Until now known for just his brilliance at standup comedy and for his film Delhi Belly, Vir Das is up for more. When CS asked him if his films are an extension of his standup comedy, Vir denied saying, "I wouldn't have enjoyed films if it was that way.

To me, it's not just doing a film, it's also 'not doing standup comedy'. It's a break from standup comedy." Here's what Vir had to say about comedy and films:

Vir Das
Who: Vir Das talks about films and comedy 
Pic/ Satyajit Desai

The 'Vir play take'
I improvise while doing films too, the way I do with standup. I develop a system with my directors where I do two takes – one for them and one for me. I call it the 'Vir play take', where once you have what you want as a director, I ask for one more take.
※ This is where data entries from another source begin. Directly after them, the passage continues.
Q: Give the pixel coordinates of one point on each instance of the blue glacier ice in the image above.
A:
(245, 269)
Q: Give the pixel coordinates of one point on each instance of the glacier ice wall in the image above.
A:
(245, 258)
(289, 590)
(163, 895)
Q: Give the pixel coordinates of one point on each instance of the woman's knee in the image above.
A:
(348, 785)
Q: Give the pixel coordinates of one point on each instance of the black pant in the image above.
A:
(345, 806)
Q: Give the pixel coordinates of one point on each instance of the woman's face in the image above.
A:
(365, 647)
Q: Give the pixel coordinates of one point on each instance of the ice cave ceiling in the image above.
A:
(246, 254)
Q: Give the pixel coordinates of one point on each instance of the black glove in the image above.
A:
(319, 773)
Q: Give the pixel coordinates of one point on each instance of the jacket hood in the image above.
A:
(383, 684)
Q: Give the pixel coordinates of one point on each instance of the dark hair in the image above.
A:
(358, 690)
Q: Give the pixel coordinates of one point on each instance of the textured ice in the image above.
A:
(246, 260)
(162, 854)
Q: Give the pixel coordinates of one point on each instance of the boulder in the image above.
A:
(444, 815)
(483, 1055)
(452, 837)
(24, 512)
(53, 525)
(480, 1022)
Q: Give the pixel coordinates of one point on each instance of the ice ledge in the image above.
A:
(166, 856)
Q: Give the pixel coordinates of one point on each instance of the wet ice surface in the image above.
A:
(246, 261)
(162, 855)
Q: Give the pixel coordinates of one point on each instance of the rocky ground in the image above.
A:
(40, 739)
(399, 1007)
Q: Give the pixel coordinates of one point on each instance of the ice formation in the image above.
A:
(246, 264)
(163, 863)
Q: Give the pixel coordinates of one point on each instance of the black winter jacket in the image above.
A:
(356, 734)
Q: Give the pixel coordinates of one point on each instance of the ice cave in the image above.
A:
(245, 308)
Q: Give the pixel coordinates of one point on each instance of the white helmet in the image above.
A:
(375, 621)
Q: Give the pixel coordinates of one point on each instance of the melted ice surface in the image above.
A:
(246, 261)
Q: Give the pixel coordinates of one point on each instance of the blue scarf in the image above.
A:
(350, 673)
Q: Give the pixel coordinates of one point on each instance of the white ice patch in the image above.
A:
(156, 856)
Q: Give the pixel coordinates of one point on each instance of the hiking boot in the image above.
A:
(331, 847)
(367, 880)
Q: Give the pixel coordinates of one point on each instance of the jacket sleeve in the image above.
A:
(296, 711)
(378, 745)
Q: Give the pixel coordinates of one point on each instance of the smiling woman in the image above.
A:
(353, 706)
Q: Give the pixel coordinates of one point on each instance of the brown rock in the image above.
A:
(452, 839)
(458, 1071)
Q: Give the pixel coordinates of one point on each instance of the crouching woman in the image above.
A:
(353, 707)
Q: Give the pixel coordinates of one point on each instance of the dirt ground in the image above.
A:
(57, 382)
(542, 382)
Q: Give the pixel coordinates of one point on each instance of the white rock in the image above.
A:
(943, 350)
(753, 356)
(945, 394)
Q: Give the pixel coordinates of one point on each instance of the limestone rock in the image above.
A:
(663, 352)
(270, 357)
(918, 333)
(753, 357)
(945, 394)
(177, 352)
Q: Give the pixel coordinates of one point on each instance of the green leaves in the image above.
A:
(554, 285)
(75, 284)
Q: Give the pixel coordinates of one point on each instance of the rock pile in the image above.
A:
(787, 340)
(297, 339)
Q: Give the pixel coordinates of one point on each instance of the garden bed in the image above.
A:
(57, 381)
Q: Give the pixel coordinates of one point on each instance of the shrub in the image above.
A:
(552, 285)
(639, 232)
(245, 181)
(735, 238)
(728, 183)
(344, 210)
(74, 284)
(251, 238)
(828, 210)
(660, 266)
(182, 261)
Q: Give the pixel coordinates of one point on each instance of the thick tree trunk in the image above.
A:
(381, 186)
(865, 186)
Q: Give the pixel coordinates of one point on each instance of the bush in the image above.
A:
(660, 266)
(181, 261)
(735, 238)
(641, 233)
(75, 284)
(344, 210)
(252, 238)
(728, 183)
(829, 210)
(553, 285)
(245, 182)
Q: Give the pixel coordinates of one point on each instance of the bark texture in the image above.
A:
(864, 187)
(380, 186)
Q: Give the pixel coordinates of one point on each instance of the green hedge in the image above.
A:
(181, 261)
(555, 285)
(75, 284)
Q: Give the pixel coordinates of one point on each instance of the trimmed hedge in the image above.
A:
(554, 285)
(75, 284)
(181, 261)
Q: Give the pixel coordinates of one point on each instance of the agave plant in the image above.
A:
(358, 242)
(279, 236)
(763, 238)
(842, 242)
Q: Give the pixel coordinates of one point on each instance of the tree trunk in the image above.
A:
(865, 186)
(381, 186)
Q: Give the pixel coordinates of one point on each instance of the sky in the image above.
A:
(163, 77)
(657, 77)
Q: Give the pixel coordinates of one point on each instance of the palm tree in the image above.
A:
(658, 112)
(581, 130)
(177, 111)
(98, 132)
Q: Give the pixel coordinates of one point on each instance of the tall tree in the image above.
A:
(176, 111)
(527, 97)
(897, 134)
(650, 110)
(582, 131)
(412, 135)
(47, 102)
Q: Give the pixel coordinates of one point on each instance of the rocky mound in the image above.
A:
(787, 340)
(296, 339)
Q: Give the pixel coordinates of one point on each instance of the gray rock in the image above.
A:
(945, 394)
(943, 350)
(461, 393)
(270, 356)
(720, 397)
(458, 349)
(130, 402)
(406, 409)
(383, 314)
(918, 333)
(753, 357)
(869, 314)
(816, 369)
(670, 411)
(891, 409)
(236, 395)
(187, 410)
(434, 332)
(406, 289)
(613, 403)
And that's just my take to do something stupid, and the nice thing is that 30 per cent of those takes are usually approved.

Hi-tech audience
The Indian audience is very intelligent and sure about what they want, and they let you know what they want with the help of the social media that's so active today. They give positive or negative feedback about a film or a show within a short time.

Rules of comedy in India
Taking up a sensitive issue in standup comedy is not a problem, especially in India. It's a very fashionable thing to say that 'Indians don't have a sense of humour', but it's not true. Sensitivity is not a problem, dishonesty is a problem. The standard rule of comedy is that 80 per cent of the people in the room should agree with your point of view. So, if I say that a politician is doing something stupid, everyone has to agree with me. That's the fine line that you walk on in India; you have to know the pulse of the people. Then you can make fun of religion, politics or anything you like. You just have to stay intelligent, for which you must observe people and read.

The juggling act
Most actors have only one audience. But I am an actor who has three audiences – for standup comedy, films and music, and all are very large audiences. You can see me in a film on Friday, catch me at a rock show on Saturday and see me at Tata Theatre with 2000 people on Sunday. And all of those audiences consume all of the content. So, the expectations from me are very high. When I do something in a film that's not so funny, and you have seen me be funny over the weekend, people don't like it. All of my audiences collectively tell me that they expected better from me. That's a huge responsibility.